1 is a system configuration diagram including a hydraulic circuit of an embodiment in a hybrid type construction machine according to the present invention. It is a block diagram of electric control unit ECU of the Example in the hybrid type construction machine which concerns on this invention. It is a graph about the voltage fluctuation rate about the relationship between an electric motor output voltage, the electrical storage apparatus output voltage, and time in the hybrid type construction machine which concerns on this invention. 6 is a graph showing electric characteristics of a conventional electric double layer capacitor described in Non-Patent Document 1 according to voltage application conditions. It is a flowchart which shows the process of the calculation command program 32 by the hybrid type construction machine control method of the Example in the hybrid type construction machine which concerns on this invention. It is a graph which shows the relationship of the voltage fluctuation | variation of an Example and the motor output (Pm) in the hybrid type construction machine which concerns on this invention.

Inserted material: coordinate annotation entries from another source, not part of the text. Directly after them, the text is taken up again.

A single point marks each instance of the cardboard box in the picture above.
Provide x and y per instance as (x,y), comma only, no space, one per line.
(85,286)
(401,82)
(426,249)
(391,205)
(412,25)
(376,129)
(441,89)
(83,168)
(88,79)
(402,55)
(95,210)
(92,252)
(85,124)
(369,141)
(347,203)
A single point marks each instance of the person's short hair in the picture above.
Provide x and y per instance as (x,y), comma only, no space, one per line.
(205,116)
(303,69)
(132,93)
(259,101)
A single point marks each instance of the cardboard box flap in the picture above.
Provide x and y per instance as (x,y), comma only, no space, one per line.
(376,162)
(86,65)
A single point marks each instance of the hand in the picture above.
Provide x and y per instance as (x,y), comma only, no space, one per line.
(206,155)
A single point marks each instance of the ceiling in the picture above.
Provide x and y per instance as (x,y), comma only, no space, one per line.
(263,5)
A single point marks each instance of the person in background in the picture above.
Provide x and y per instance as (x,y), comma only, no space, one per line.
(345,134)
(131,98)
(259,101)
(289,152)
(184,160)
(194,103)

It is a graph which shows the relationship between the adjustment coefficient ((alpha)) and voltage deterioration rate (K) of the Example in the hybrid type construction machine which concerns on this invention.

  The configuration and operation of the hybrid construction machine according to the present invention will be described with reference to FIGS. The configuration will be described first, and the operation will be described.

  A configuration will be described with reference to a system configuration diagram including a hydraulic circuit of an embodiment of the hybrid type construction machine according to the present invention shown in FIG. In the figure, the upper swing body 10 exemplifies a hydraulic motor Hm as a hydraulic actuator for driving an upper swing body (not shown) of the construction machine and a hydraulic drive circuit related thereto, and the upper swing body 10 includes a reduction unit 11 and a gear unit 13. The hydraulic motor Hm and the electric motor Em are coupled to each other. An inverter 12 is coupled to the electric motor Em so that a predetermined current flows through the phase difference wire.

  The inverter 12 has a function of transmitting the output of the electric motor Em and the voltage of the power storage device to the electric control unit ECU.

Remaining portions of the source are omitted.